A partir de agora, juiz, desembargador ou ministro de tribunal superior que aceitar convite para ministrar palestra terá que informar, em até 30 dias, a data e o local de sua participação, o tema abordado e a entidade promotora do evento. Os dados deverão ser disponibilizados na internet para consulta de qualquer interessado. O magistrado não precisará informar, porém, a remuneração recebida. Também não há qualquer tipo de limite para o recebimento desse tipo de honorário.

A novas regras estão descritas na resolução 226 do Conselho Nacional de Justiça (CNJ), do dia 14 de junho, que fixou o entendimento segundo o qual palestras ministradas por juízes são equivalentes ao exercício do magistério.
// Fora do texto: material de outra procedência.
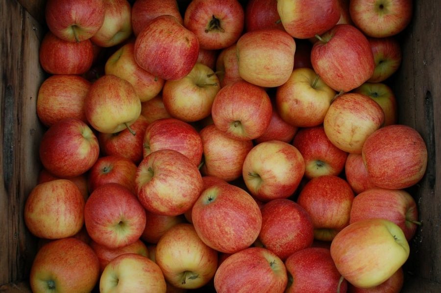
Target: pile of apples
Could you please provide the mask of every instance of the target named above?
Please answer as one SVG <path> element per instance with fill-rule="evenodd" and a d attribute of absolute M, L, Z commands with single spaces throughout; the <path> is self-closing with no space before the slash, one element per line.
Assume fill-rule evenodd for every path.
<path fill-rule="evenodd" d="M 411 0 L 49 0 L 34 292 L 399 292 Z"/>

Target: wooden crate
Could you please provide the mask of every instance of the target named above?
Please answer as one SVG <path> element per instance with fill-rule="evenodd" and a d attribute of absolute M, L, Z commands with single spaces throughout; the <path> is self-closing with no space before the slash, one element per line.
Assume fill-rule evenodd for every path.
<path fill-rule="evenodd" d="M 24 202 L 41 168 L 38 146 L 44 128 L 36 97 L 47 75 L 38 62 L 44 32 L 45 0 L 0 3 L 0 292 L 29 292 L 27 278 L 37 241 L 23 219 Z M 401 34 L 403 62 L 392 80 L 399 123 L 415 128 L 427 145 L 423 180 L 409 190 L 422 226 L 411 242 L 404 268 L 404 292 L 441 292 L 441 5 L 414 1 L 412 22 Z M 438 109 L 438 110 L 437 110 Z M 437 172 L 438 171 L 438 172 Z"/>

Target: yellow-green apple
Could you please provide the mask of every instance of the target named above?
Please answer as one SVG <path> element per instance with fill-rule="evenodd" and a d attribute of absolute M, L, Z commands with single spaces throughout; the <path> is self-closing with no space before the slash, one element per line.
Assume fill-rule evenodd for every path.
<path fill-rule="evenodd" d="M 84 100 L 91 83 L 81 76 L 54 75 L 45 80 L 38 90 L 37 115 L 49 127 L 63 118 L 87 122 Z"/>
<path fill-rule="evenodd" d="M 246 81 L 273 88 L 290 78 L 295 42 L 286 32 L 267 29 L 245 33 L 237 41 L 236 49 L 239 75 Z"/>
<path fill-rule="evenodd" d="M 196 64 L 199 42 L 175 17 L 162 15 L 150 22 L 138 35 L 134 54 L 138 65 L 155 77 L 179 79 Z"/>
<path fill-rule="evenodd" d="M 368 37 L 370 44 L 375 69 L 368 81 L 376 83 L 384 81 L 396 72 L 401 64 L 401 48 L 398 40 L 394 37 Z"/>
<path fill-rule="evenodd" d="M 398 110 L 396 99 L 390 87 L 384 83 L 366 82 L 351 92 L 365 94 L 380 105 L 384 113 L 383 126 L 397 123 Z"/>
<path fill-rule="evenodd" d="M 133 243 L 116 248 L 109 248 L 93 241 L 91 242 L 90 245 L 99 261 L 99 271 L 101 273 L 102 273 L 110 261 L 122 254 L 137 253 L 144 256 L 147 256 L 148 255 L 147 247 L 139 239 Z"/>
<path fill-rule="evenodd" d="M 127 128 L 115 133 L 98 133 L 98 142 L 102 155 L 122 157 L 137 165 L 144 158 L 143 142 L 148 123 L 147 118 L 140 115 L 130 125 L 134 135 Z"/>
<path fill-rule="evenodd" d="M 135 193 L 135 175 L 137 166 L 131 160 L 120 156 L 98 158 L 88 172 L 89 191 L 107 183 L 118 183 Z"/>
<path fill-rule="evenodd" d="M 162 101 L 166 110 L 172 117 L 193 122 L 211 114 L 211 106 L 220 90 L 219 79 L 213 69 L 196 63 L 182 78 L 165 82 Z"/>
<path fill-rule="evenodd" d="M 184 26 L 197 37 L 201 48 L 218 50 L 239 39 L 244 18 L 238 0 L 193 0 L 185 9 Z"/>
<path fill-rule="evenodd" d="M 99 146 L 87 124 L 76 118 L 65 118 L 43 134 L 39 155 L 43 167 L 50 173 L 61 178 L 75 177 L 95 163 Z"/>
<path fill-rule="evenodd" d="M 156 151 L 143 159 L 135 181 L 138 199 L 146 209 L 167 216 L 177 216 L 191 208 L 202 188 L 197 166 L 170 149 Z"/>
<path fill-rule="evenodd" d="M 366 35 L 385 38 L 402 31 L 410 23 L 412 0 L 351 0 L 352 21 Z"/>
<path fill-rule="evenodd" d="M 129 189 L 107 183 L 91 193 L 84 207 L 84 222 L 92 240 L 117 248 L 139 239 L 146 226 L 146 212 Z"/>
<path fill-rule="evenodd" d="M 125 253 L 112 259 L 99 279 L 99 292 L 166 293 L 164 275 L 147 256 Z"/>
<path fill-rule="evenodd" d="M 139 117 L 141 109 L 141 101 L 133 86 L 111 74 L 101 76 L 92 84 L 84 103 L 87 121 L 104 133 L 115 133 L 130 127 Z"/>
<path fill-rule="evenodd" d="M 132 7 L 127 0 L 104 0 L 102 25 L 91 38 L 101 47 L 119 45 L 132 34 Z"/>
<path fill-rule="evenodd" d="M 214 125 L 232 138 L 257 138 L 270 125 L 272 106 L 262 88 L 246 81 L 225 85 L 218 92 L 211 109 Z"/>
<path fill-rule="evenodd" d="M 301 190 L 297 203 L 308 213 L 314 238 L 330 241 L 349 224 L 354 192 L 343 179 L 334 175 L 313 178 Z"/>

A proposta original de resolução sobre o assunto, elaborada pelo conselheiro do CNJ Carlos Eduardo Oliveira Dias, estabelecia que os valores recebidos por juízes em palestras deveriam ser sempre informados ao respectivo tribunal e colocados na internet. A retirada desse dispositivo foi feita a pedido do presidente do órgão, o também presidente do Supremo Tribunal Federal (STF), Ricardo Lewandowski.

A atuação de Lewandowski contra a publicidade dos valores ficou clara quando o tema foi colocado em pauta na 233ª sessão ordinária do CNJ: "Quando examinei a ata, havia um dispositivo [...] que obrigava o magistrado a veicular, expor, os honorários que ele recebia. Vossa excelência retirou essa expressão? Porque isso diz respeito à intimidade, à privacidade e diria até ao sigilo fiscal, né? Porque nós não somos obrigados a revelar quanto recebemos nas atividades privadas", disse. Oliveira Dias respondeu: "A preocupação que vossa excelência lançou foi devidamente considerada e nós ajustamos a redação."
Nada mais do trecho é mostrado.